Three Measures You Can Take for Better Productivity in an Open Office Setting

Across the country, many employers have committed to an open office layout in the name of increasing communication and collaboration among team members. Yet studies have shown that while these benefits may apply, there are also adverse psychological effects from working in an open office environment. These include increased stress, emotional exhaustion, inability to focus and stay motivated, and overall lower levels of productivity. As an employee, you may not exercise a lot of influence in shaping your workplace, but here are some effective measures you can take to overcome the challenges of an open office setting.

Add a personal touch

You probably know someone who keeps a framed picture of their loved ones on their desk or pins a favorite quote next to their mirror. We may not think that such elements substantially improve a worker’s performance—they surely make for a great gift, such as personalized knives or other tools of the trade. But even if you’re not a craftsman or involved in a creative discipline, simply having personal items around the office can increase the sense of control and ownership over your space, and by extension, your work. It acts as a buffer against emotional fatigue and the lack of privacy that can prove so disruptive in an open office. Don’t hesitate to bring a touch of the personal into your workplace. You’ll lessen your daily burden and increase mental resources for dealing with work.

Control the noise

workers talking while working

Interference and distraction within an open office can come from many sources, but usually, noise is a significant component of these disruptions. Background activities and processes, from the hum of the AC to the more annoying sounds of the office printer or copier mixed with the fluctuating chit-chat among employees, produce a level of noise that you may find more or less acceptable.

Being more conducive to conversations among colleagues is part of open office design; doing so to the point of distraction and reduced productivity is not. You can make it easier to drown out the noise on daily by resorting to a headset with active noise cancellation (ANC). New improvements to ANC technology allow you to filter out background noise while still hearing essential sounds, such as music and the human voice. This way, you don’t need to exert your willpower to tune out distractions, and you can focus without the side effect of subconsciously raising your voice.

Work with time and space

While many workers want to have greater long-term flexibility, such as a permanent remote working arrangement, sometimes small adjustments within the open office are all you need to stay productive.

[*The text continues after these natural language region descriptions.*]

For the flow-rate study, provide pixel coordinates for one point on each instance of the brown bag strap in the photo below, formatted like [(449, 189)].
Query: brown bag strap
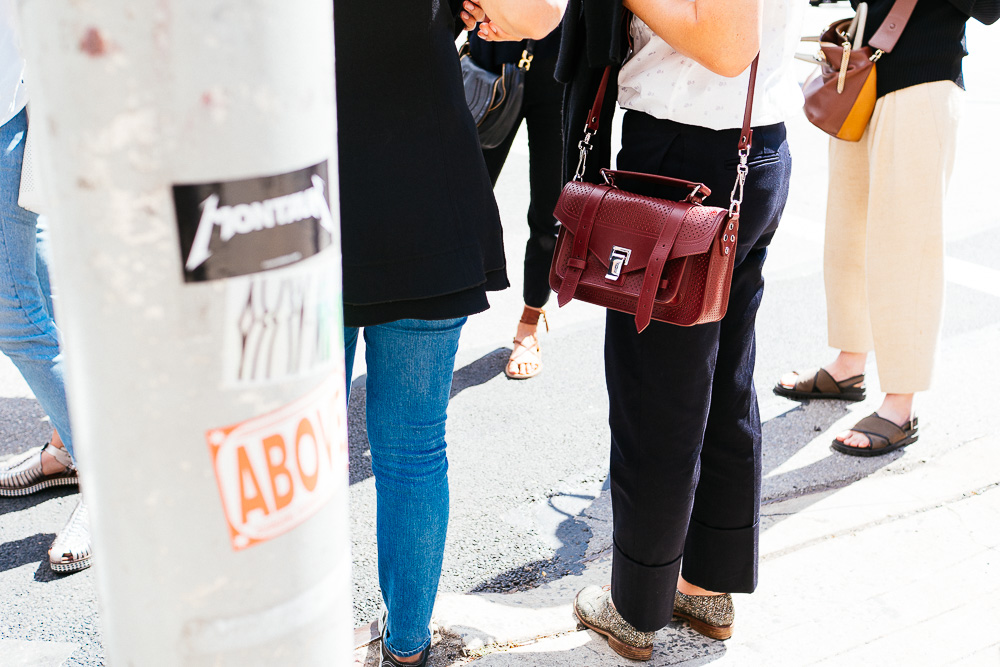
[(888, 33)]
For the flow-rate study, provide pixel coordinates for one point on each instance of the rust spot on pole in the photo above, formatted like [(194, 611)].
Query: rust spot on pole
[(93, 44)]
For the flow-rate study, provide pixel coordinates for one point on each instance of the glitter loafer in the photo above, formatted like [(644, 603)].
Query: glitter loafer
[(594, 609), (70, 551), (23, 474), (711, 615)]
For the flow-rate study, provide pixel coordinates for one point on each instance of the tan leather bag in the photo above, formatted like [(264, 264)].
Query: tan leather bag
[(840, 96)]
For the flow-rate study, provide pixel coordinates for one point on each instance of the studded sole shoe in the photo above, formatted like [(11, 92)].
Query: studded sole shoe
[(711, 615), (70, 552), (23, 474), (594, 609)]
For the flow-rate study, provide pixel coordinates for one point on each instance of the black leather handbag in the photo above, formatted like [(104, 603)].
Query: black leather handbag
[(495, 99)]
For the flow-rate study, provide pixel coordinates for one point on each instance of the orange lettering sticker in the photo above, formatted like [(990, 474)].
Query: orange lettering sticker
[(277, 470)]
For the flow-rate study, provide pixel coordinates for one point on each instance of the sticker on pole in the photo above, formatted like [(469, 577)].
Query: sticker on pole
[(281, 325), (277, 470), (234, 228)]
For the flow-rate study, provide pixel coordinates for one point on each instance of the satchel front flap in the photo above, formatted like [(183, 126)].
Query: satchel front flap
[(480, 87), (633, 222)]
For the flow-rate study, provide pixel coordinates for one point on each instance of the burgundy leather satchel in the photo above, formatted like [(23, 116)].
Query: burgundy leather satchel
[(658, 259)]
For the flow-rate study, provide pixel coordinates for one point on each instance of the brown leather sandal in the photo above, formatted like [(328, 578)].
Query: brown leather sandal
[(883, 436), (822, 385), (531, 354)]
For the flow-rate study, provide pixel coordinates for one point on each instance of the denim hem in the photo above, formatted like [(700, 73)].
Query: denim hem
[(406, 654)]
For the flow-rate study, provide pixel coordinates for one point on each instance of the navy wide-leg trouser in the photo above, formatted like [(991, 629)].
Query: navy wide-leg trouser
[(685, 428)]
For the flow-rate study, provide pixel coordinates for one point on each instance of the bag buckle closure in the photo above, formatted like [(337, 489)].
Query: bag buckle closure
[(619, 258), (584, 145)]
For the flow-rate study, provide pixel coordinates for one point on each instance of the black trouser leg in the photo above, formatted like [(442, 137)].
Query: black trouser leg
[(544, 116), (542, 110), (685, 429)]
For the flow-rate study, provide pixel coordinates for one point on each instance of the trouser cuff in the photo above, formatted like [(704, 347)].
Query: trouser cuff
[(719, 560), (643, 594)]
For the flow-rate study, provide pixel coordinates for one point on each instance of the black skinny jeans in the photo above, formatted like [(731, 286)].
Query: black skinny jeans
[(685, 428), (542, 109)]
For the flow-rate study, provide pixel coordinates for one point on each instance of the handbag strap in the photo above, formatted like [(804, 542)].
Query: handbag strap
[(888, 33)]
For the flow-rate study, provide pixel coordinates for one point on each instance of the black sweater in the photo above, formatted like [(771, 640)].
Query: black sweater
[(932, 44), (421, 234)]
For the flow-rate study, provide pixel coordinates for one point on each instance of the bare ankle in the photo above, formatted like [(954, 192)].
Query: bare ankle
[(847, 365)]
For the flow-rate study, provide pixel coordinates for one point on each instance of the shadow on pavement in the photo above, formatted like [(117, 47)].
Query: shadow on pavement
[(574, 534), (28, 550), (18, 503), (22, 425), (479, 372), (784, 437)]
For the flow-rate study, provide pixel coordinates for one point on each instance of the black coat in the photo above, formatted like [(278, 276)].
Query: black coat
[(421, 233)]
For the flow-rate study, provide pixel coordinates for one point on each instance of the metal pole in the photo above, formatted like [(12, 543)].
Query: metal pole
[(188, 152)]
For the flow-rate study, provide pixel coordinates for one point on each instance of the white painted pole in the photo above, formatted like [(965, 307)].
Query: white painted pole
[(188, 149)]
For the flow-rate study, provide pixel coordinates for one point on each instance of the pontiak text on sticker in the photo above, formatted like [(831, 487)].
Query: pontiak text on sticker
[(234, 228)]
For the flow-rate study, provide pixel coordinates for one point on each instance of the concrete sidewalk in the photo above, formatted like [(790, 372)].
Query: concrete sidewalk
[(893, 569)]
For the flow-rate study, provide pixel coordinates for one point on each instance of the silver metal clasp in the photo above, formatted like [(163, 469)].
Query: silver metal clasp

There may be different locations where you can set up your tools and find yourself free from distractions. Avoid the busier parts of the office adjacent to where people gather and engage in idle conversation. Spaces such as a conference room or patio, for instance, tend to be infrequently used; plan your work schedule around those times of day when your preferred location is relatively quiet.

For many employers, the open office layout is something that might take time to change or overhaul. In the meantime, you can make these adjustments to your daily routine and offset the potential drawbacks of working in such an environment.